Minimum spanning tree over all vertex matchings

Question

I ran into this matching problem for which I am unable to write down a polynomial time algorithm.

Let $P, Q$ be complete weighted graphs with vertex sets $P_V$ and $Q_V$, respectively, where $|P_V| = |Q_V|=n$. Also, let $w_P$ and $w_Q$ be the weight functions on the edges of $P$ and $Q$, respectively.

For a bijection $f: P_V \to Q_V$ we modify $Q$ in the following fashion: If $f(p) = q$ and $f(p^\prime) = q^\prime$ with $w_P(p, p^\prime) > w_Q(q, q^\prime)$ then set $w_Q(q, q^\prime) = w_P(p, p^\prime)$. Denote this modified graph by $Q_f$ and let $W(Q_f)$ be the sum of weights of the minimum spanning tree of $Q_f$.

Problem: Minimize $W(Q_f)$ over all bijections $f: P_V \to Q_V$.

How hard is this problem? If "hard": what about approximation algorithms?

Answer 1

(Moved from comments) Here's an idea for getting a constant factor approximation, assuming P and Q satisfy the triangle inequality. I thought it might give a 2-approximation, but all I can prove right now is an approximation ratio of 4.

(1) In the problem as stated, the weight of edge $pq$ in the combined graph (after the correspondence $p$–$p'$ and $q$–$q'$ is determined) is $\max\{P(pq),Q(p'q')\}$. Instead, let's use $P(pq)+Q(p'q')$. This loses at most a factor of two but makes the problem easier to describe: we are now trying to find a spanning tree in $P$, and an isomorphic spanning tree in $Q$, with minimum total weight.
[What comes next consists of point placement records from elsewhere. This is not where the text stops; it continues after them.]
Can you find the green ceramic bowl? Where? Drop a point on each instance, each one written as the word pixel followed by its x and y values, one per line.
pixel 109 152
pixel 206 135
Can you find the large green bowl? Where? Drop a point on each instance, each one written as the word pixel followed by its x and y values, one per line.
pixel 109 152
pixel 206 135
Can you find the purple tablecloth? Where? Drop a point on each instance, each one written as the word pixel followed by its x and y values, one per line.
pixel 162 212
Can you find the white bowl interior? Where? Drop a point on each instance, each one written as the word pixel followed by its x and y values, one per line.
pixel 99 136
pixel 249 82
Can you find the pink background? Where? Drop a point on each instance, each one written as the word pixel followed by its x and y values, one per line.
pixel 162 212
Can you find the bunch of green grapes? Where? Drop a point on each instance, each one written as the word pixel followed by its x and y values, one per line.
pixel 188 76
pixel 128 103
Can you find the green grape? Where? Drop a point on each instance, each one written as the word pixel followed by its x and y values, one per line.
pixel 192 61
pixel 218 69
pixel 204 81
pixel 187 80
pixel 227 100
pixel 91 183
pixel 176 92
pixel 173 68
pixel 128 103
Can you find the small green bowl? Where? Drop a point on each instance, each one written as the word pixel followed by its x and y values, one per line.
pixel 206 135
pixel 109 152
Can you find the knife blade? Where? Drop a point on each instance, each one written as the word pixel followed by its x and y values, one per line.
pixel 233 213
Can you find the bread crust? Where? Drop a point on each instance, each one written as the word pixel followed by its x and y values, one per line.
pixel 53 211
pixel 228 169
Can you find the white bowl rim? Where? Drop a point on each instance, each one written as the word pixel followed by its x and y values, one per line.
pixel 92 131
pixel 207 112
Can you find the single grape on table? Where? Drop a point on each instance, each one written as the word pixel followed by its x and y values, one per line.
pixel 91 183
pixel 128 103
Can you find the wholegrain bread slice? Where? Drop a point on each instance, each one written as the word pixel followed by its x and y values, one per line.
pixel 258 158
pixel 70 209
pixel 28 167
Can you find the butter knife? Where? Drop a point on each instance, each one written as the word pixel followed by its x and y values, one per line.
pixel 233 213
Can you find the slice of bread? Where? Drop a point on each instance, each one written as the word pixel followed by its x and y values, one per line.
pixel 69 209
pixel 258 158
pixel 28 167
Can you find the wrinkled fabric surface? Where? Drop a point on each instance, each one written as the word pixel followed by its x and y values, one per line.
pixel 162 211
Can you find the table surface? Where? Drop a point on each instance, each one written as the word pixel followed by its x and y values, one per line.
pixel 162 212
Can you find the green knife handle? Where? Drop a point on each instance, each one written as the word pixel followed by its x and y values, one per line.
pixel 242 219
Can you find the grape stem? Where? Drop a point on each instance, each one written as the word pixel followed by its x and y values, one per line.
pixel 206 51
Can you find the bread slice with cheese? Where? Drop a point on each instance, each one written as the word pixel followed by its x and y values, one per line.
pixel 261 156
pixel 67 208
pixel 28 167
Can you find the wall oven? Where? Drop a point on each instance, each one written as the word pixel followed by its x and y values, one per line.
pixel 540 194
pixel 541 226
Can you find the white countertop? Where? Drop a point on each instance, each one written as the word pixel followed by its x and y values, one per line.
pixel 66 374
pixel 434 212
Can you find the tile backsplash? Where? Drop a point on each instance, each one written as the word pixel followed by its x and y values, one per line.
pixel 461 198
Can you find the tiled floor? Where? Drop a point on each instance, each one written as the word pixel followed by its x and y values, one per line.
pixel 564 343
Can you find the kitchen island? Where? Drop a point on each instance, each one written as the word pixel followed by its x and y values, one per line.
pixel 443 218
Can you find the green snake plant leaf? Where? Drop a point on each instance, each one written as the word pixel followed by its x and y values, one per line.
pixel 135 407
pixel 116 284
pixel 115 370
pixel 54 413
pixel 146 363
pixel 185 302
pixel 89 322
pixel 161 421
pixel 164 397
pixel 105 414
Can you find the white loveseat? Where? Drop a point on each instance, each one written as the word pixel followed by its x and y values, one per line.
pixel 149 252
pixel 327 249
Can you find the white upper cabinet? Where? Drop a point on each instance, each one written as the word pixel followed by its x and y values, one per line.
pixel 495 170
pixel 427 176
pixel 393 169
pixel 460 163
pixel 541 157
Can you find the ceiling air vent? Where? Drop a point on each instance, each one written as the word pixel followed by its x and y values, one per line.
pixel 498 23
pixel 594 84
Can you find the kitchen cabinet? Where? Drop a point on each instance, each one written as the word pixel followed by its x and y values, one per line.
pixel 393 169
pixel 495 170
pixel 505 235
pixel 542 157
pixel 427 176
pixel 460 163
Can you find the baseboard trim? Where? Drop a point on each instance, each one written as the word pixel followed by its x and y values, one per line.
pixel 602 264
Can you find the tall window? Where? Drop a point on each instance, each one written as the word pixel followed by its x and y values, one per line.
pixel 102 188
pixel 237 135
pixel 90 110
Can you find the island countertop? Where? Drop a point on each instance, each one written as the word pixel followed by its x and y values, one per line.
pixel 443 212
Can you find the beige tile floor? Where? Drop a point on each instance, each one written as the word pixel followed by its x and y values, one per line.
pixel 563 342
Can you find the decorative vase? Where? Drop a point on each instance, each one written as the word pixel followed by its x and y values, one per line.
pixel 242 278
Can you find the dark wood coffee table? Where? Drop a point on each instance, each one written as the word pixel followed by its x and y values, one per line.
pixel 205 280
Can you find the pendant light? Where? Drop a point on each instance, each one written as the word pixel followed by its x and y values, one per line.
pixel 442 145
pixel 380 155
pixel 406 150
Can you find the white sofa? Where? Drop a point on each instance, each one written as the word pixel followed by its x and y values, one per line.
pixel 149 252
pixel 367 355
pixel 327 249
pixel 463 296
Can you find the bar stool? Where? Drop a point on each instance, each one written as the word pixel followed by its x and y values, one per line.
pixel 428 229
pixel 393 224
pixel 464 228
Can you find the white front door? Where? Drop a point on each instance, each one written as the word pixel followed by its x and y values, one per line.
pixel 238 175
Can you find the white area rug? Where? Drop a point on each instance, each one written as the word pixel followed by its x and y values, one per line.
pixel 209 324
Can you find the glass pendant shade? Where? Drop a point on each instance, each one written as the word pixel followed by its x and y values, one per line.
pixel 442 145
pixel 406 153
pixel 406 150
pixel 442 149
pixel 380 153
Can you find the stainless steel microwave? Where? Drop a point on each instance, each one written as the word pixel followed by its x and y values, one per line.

The correspondence between $P$ and $Q$ is then given by the isomorphism between these two trees.

(2) In $P$, find a minimum spanning tree, and use the path-doubling Euler tour technique to find a path with at most twice the weight. Do the same thing independently in $Q$. The result is two isomorphic trees (both paths) that are separately at most twice the weight of their graph's MSTs, and therefore at most twice the cost of the solution to the minimum isomorphic spanning tree problem, and four times the weight of the original problem.

(3) The original problem is NP-complete, by a reduction from Hamiltonian path. Let $P$ be defined from a graph in which you wish to test the existence of a Hamiltonian path; define $P(pq)=1$ when $pq$ is an edge in $P$ and $2$ when $pq$ is not an edge. Let $Q$ be defined in exactly the same way from a path graph. Then there is a solution of total cost $n-1$ if and only if the graph from which $P$ was defined has a Hamiltonian path. Probably this can also be used to prove inapproximability below some fixed constant.